Comments (6)
Well, that answers all my doubts. Thanks a lot, @RahulSChand. I learned some new stuff here and it seems like I need to revisit some of those nuances. But thanks again.
from gpu_poor.
@Anindyadeep Thanks for letting me know. I checked this issue & ran QLoRA training with 1000 context length on my 4090 24GB GPU. Below is the memory screenshot (it takes ~23 GB & the website also gives you same values.
![image](https://private-user-images.githubusercontent.com/16897807/271616063-0ab9ebf8-f568-4706-9426-9afa32bb4388.png?jwt=eyJhbGciOiJIUzI1NiIsInR5cCI6IkpXVCJ9.eyJpc3MiOiJnaXRodWIuY29tIiwiYXVkIjoicmF3LmdpdGh1YnVzZXJjb250ZW50LmNvbSIsImtleSI6ImtleTUiLCJleHAiOjE3MDQ3MTA0MjcsIm5iZiI6MTcwNDcxMDEyNywicGF0aCI6Ii8xNjg5NzgwNy8yNzE2MTYwNjMtMGFiOWViZjgtZjU2OC00NzA2LTk0MjYtOWFmYTMyYmI0Mzg4LnBuZz9YLUFtei1BbGdvcml0aG09QVdTNC1ITUFDLVNIQTI1NiZYLUFtei1DcmVkZW50aWFsPUFLSUFWQ09EWUxTQTUzUFFLNFpBJTJGMjAyNDAxMDglMkZ1cy1lYXN0LTElMkZzMyUyRmF3czRfcmVxdWVzdCZYLUFtei1EYXRlPTIwMjQwMTA4VDEwMzUyN1omWC1BbXotRXhwaXJlcz0zMDAmWC1BbXotU2lnbmF0dXJlPWY1NDc1YTg2NGFlMDFjOWE1NTc0YjM2MjViMTQ3OWVjNzYxNWE3N2UzOWY0YmJjYzg5OGY2N2MwZDY5ZTg4YzQmWC1BbXotU2lnbmVkSGVhZGVycz1ob3N0JmFjdG9yX2lkPTAma2V5X2lkPTAmcmVwb19pZD0wIn0.UZHktjMCzZxtsFWBjEH4mZPwkUDqioJaDlwRQUAEyf0)

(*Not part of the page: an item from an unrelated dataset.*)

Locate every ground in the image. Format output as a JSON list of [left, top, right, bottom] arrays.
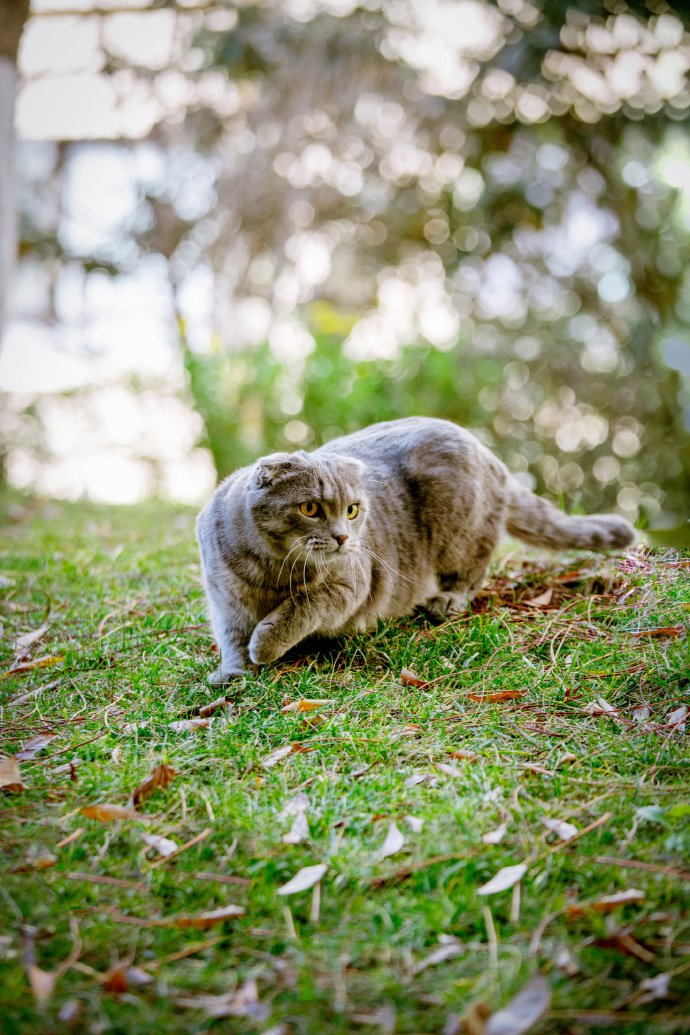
[[0, 499, 690, 1035]]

As far as the link that you provided is concerned where only 16GB of memory is used. This is because the finetuning is done on alpaca dataset (which has context length of around 700) Link: https://github.com/gururise/AlpacaDataCleaned#finetune-considerations. For length=700, website gives you 15GB memory requirement (same as the image you posted).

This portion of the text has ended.